Warning: mysql_num_rows(): supplied argument is not a valid MySQL result resource in /home/x/public_html/includes/site/login-check.php on line 32

 

Warning: Cannot modify header information - headers already sent by (output started at /home/x/public_html/includes/site/login-check.php:32) in /home/x/public_html/includes/site/login-check.php on line 42

 

 

[PFMaBiSmAd]

Are you even reading the errors?

 

I stated that the error could be occurring in one of those files because you did not post the part of the error stating where it did occur.

 

You have got all the information in the replies in this thread that is necessary to troubleshoot what is causing the query to fail.

[webmaster1]

Also session_register is deprecated. You should define your session variables the right way with $_SESSION['name'] = "Joe";

 

Understood. It would be handy if the manual positioned the notice of deprecation at the start of the page. It doesn't seem to recommend the correct alternative either.

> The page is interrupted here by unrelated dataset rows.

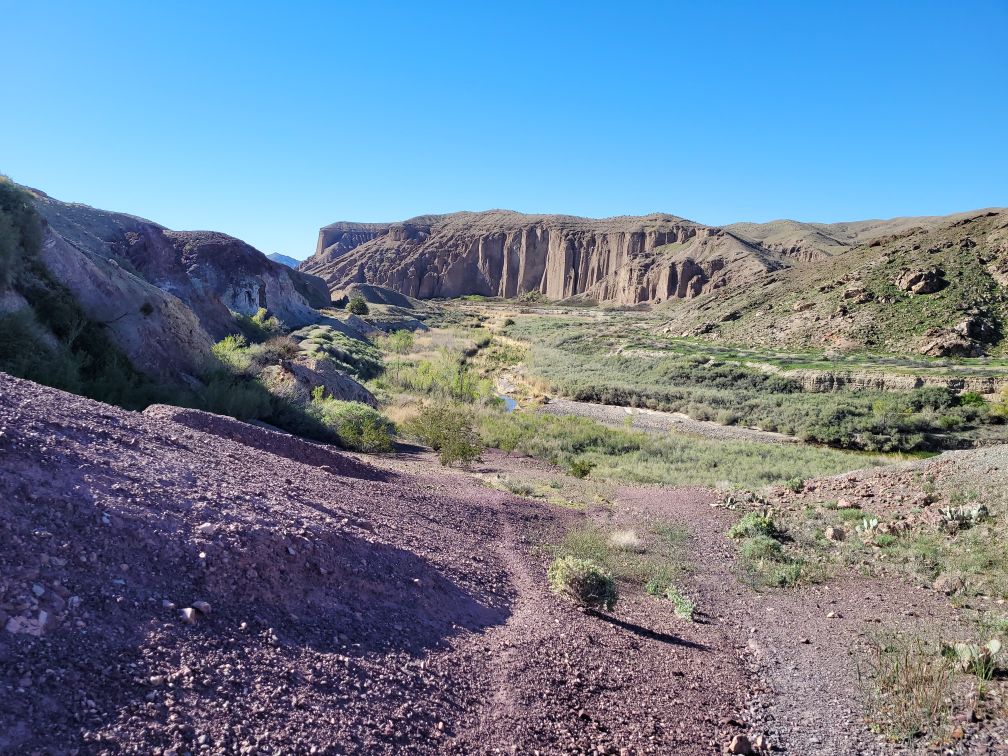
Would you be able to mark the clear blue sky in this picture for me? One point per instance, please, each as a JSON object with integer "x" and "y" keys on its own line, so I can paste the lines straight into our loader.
{"x": 268, "y": 120}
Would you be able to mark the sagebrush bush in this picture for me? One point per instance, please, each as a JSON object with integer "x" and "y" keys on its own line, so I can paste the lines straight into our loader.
{"x": 357, "y": 426}
{"x": 449, "y": 429}
{"x": 357, "y": 305}
{"x": 753, "y": 524}
{"x": 583, "y": 582}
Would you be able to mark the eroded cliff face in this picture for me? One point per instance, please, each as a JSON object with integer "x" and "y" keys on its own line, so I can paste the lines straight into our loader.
{"x": 212, "y": 273}
{"x": 620, "y": 260}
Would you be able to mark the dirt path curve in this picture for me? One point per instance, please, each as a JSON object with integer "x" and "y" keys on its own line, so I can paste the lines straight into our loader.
{"x": 800, "y": 645}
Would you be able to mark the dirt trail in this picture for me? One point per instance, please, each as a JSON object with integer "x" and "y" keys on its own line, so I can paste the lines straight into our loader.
{"x": 357, "y": 610}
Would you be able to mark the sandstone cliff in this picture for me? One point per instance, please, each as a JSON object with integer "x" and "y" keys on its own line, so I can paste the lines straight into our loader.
{"x": 213, "y": 273}
{"x": 499, "y": 253}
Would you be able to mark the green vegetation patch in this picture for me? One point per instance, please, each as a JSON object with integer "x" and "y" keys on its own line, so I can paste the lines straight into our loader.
{"x": 621, "y": 454}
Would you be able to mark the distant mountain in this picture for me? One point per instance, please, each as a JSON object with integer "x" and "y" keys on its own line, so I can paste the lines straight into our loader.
{"x": 290, "y": 262}
{"x": 931, "y": 284}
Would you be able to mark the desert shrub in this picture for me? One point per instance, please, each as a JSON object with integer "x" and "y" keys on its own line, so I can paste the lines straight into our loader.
{"x": 449, "y": 429}
{"x": 580, "y": 468}
{"x": 583, "y": 582}
{"x": 762, "y": 547}
{"x": 20, "y": 230}
{"x": 752, "y": 524}
{"x": 357, "y": 426}
{"x": 972, "y": 399}
{"x": 232, "y": 352}
{"x": 258, "y": 327}
{"x": 357, "y": 305}
{"x": 353, "y": 356}
{"x": 448, "y": 376}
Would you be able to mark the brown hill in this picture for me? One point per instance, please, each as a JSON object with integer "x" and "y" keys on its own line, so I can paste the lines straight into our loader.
{"x": 499, "y": 253}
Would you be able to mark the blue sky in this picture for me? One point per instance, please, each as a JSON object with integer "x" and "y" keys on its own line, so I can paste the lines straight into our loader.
{"x": 268, "y": 120}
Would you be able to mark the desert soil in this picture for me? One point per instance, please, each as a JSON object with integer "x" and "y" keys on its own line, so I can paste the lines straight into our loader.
{"x": 356, "y": 609}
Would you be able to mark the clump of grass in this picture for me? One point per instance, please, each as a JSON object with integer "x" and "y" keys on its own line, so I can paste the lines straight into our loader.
{"x": 584, "y": 582}
{"x": 753, "y": 524}
{"x": 905, "y": 687}
{"x": 358, "y": 426}
{"x": 639, "y": 457}
{"x": 627, "y": 540}
{"x": 660, "y": 588}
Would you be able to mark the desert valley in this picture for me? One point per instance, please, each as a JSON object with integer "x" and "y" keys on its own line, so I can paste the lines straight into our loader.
{"x": 504, "y": 379}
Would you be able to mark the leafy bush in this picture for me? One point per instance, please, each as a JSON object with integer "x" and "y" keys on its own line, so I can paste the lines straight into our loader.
{"x": 358, "y": 426}
{"x": 449, "y": 429}
{"x": 583, "y": 582}
{"x": 357, "y": 305}
{"x": 20, "y": 230}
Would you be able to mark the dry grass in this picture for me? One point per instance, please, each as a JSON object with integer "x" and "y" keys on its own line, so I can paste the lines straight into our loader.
{"x": 906, "y": 686}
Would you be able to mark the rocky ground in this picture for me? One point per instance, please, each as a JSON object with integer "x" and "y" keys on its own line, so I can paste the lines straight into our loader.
{"x": 179, "y": 583}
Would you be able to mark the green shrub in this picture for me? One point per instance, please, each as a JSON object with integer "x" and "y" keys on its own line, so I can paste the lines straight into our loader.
{"x": 761, "y": 547}
{"x": 20, "y": 230}
{"x": 357, "y": 426}
{"x": 449, "y": 429}
{"x": 583, "y": 582}
{"x": 357, "y": 305}
{"x": 259, "y": 327}
{"x": 753, "y": 524}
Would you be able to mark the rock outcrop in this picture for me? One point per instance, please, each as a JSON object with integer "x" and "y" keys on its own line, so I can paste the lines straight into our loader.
{"x": 499, "y": 253}
{"x": 213, "y": 273}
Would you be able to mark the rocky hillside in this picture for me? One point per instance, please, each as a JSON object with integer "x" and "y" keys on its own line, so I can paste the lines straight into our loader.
{"x": 936, "y": 287}
{"x": 213, "y": 273}
{"x": 930, "y": 284}
{"x": 499, "y": 253}
{"x": 290, "y": 262}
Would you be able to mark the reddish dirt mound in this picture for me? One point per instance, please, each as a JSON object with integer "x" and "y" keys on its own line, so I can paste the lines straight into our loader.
{"x": 325, "y": 591}
{"x": 265, "y": 439}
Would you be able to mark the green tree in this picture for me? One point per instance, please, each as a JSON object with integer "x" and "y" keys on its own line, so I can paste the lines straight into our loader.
{"x": 399, "y": 344}
{"x": 357, "y": 305}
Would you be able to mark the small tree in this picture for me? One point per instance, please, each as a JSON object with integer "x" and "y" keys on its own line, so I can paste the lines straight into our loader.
{"x": 357, "y": 304}
{"x": 399, "y": 344}
{"x": 449, "y": 429}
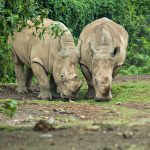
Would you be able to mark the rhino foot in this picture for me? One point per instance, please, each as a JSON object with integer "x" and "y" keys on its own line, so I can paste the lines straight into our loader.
{"x": 22, "y": 90}
{"x": 45, "y": 95}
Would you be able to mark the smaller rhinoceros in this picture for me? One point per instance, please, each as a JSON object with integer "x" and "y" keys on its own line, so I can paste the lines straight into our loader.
{"x": 102, "y": 46}
{"x": 56, "y": 56}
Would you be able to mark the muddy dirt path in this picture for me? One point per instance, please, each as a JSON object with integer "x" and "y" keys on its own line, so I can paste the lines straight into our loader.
{"x": 78, "y": 125}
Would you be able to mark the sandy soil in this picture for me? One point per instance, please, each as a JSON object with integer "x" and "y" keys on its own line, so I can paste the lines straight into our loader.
{"x": 96, "y": 136}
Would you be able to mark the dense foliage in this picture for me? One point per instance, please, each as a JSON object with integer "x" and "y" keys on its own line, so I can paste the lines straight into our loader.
{"x": 134, "y": 15}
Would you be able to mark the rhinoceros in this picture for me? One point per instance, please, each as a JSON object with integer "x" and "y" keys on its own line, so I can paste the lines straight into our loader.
{"x": 102, "y": 45}
{"x": 54, "y": 56}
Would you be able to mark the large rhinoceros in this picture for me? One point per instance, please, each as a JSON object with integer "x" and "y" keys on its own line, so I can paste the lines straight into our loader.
{"x": 102, "y": 45}
{"x": 55, "y": 56}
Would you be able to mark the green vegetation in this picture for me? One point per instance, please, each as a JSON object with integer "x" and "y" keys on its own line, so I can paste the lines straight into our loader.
{"x": 75, "y": 14}
{"x": 9, "y": 108}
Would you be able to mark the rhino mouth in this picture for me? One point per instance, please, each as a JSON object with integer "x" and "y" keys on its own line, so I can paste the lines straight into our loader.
{"x": 70, "y": 94}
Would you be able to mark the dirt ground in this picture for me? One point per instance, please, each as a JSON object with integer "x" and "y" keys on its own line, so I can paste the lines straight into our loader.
{"x": 89, "y": 131}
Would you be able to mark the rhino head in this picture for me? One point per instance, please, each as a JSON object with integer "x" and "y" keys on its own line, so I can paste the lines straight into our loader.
{"x": 104, "y": 67}
{"x": 65, "y": 71}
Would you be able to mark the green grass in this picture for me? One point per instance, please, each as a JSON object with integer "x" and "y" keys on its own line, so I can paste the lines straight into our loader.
{"x": 126, "y": 92}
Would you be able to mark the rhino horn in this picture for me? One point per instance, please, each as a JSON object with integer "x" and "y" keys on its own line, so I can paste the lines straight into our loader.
{"x": 62, "y": 47}
{"x": 92, "y": 48}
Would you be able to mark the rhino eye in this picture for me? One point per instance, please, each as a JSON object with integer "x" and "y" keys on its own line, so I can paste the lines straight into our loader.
{"x": 116, "y": 50}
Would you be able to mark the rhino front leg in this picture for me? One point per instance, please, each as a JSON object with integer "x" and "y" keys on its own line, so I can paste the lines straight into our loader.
{"x": 19, "y": 70}
{"x": 53, "y": 88}
{"x": 28, "y": 78}
{"x": 43, "y": 80}
{"x": 88, "y": 76}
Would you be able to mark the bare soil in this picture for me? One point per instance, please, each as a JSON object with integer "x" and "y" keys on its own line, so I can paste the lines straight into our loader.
{"x": 93, "y": 136}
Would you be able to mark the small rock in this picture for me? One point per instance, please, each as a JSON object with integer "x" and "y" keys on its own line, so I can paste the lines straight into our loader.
{"x": 127, "y": 134}
{"x": 71, "y": 101}
{"x": 51, "y": 120}
{"x": 82, "y": 116}
{"x": 44, "y": 126}
{"x": 46, "y": 135}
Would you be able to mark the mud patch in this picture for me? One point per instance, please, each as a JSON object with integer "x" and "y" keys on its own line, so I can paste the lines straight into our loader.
{"x": 79, "y": 138}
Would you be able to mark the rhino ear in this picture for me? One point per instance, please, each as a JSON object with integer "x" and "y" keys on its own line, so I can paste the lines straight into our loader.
{"x": 93, "y": 50}
{"x": 62, "y": 47}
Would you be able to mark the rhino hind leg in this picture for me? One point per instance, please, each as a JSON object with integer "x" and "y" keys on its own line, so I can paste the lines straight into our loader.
{"x": 53, "y": 88}
{"x": 19, "y": 70}
{"x": 88, "y": 76}
{"x": 43, "y": 80}
{"x": 28, "y": 78}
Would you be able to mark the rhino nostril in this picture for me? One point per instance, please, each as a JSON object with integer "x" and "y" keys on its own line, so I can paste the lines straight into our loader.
{"x": 63, "y": 95}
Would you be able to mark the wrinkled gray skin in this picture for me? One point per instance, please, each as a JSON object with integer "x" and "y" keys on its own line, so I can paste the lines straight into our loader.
{"x": 55, "y": 56}
{"x": 102, "y": 46}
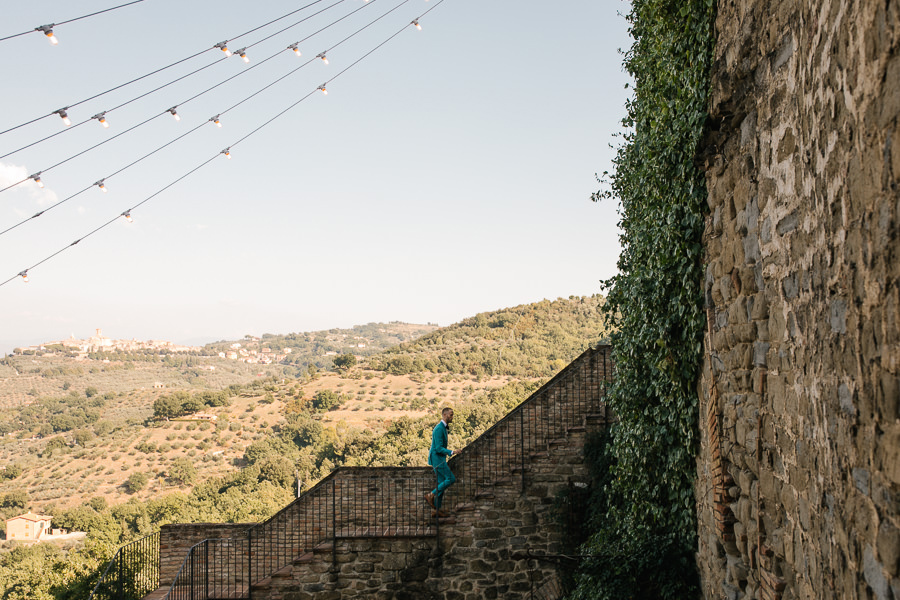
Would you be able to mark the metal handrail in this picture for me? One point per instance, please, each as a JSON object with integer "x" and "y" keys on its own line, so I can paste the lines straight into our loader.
{"x": 351, "y": 502}
{"x": 136, "y": 571}
{"x": 386, "y": 501}
{"x": 504, "y": 449}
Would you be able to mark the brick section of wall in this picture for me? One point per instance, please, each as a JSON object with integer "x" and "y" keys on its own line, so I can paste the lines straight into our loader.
{"x": 175, "y": 540}
{"x": 803, "y": 288}
{"x": 368, "y": 531}
{"x": 474, "y": 558}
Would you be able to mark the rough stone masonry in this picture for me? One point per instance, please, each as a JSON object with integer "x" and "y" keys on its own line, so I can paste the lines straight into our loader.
{"x": 799, "y": 473}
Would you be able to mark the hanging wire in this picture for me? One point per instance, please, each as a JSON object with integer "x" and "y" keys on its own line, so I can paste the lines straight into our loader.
{"x": 110, "y": 176}
{"x": 99, "y": 12}
{"x": 178, "y": 62}
{"x": 24, "y": 272}
{"x": 194, "y": 97}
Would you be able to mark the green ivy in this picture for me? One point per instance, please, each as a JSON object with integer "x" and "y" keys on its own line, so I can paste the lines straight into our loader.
{"x": 655, "y": 305}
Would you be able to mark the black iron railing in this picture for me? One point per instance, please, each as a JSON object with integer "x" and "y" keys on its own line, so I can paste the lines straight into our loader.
{"x": 502, "y": 453}
{"x": 355, "y": 502}
{"x": 352, "y": 502}
{"x": 132, "y": 573}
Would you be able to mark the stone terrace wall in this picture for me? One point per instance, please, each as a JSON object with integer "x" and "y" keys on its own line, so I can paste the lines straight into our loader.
{"x": 799, "y": 474}
{"x": 175, "y": 540}
{"x": 475, "y": 556}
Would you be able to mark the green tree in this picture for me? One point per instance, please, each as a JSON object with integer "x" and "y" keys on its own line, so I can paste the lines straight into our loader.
{"x": 137, "y": 481}
{"x": 344, "y": 361}
{"x": 167, "y": 407}
{"x": 83, "y": 436}
{"x": 17, "y": 500}
{"x": 182, "y": 471}
{"x": 326, "y": 400}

Never mind me, just nagging.

[webmaster1]

Are you even reading the errors?

 

I stated that the error could be occurring in one of those files because you did not post the part of the error stating where it did occur.

 

You have got all the information in the replies in this thread that is necessary to troubleshoot what is causing the query to fail.

 

I understand what you're saying. I just posted the full code on the interim as requested whilst I'm implementing your suggestions. I'm not disregarding what you've said, I'm just a little slow at this.

 

I'm checking echo mysql_error()  now.

[webmaster1]

The echo revealed that the table didn't exist. I changed the name of the table in phpMyAdmin but forgot to do so in dbinfo.php.

 

Thanks PFMaBiSmAd. mysql_error() is a nifty function.

 

Cheers for all the other tips (e.g. deprecations) too lads.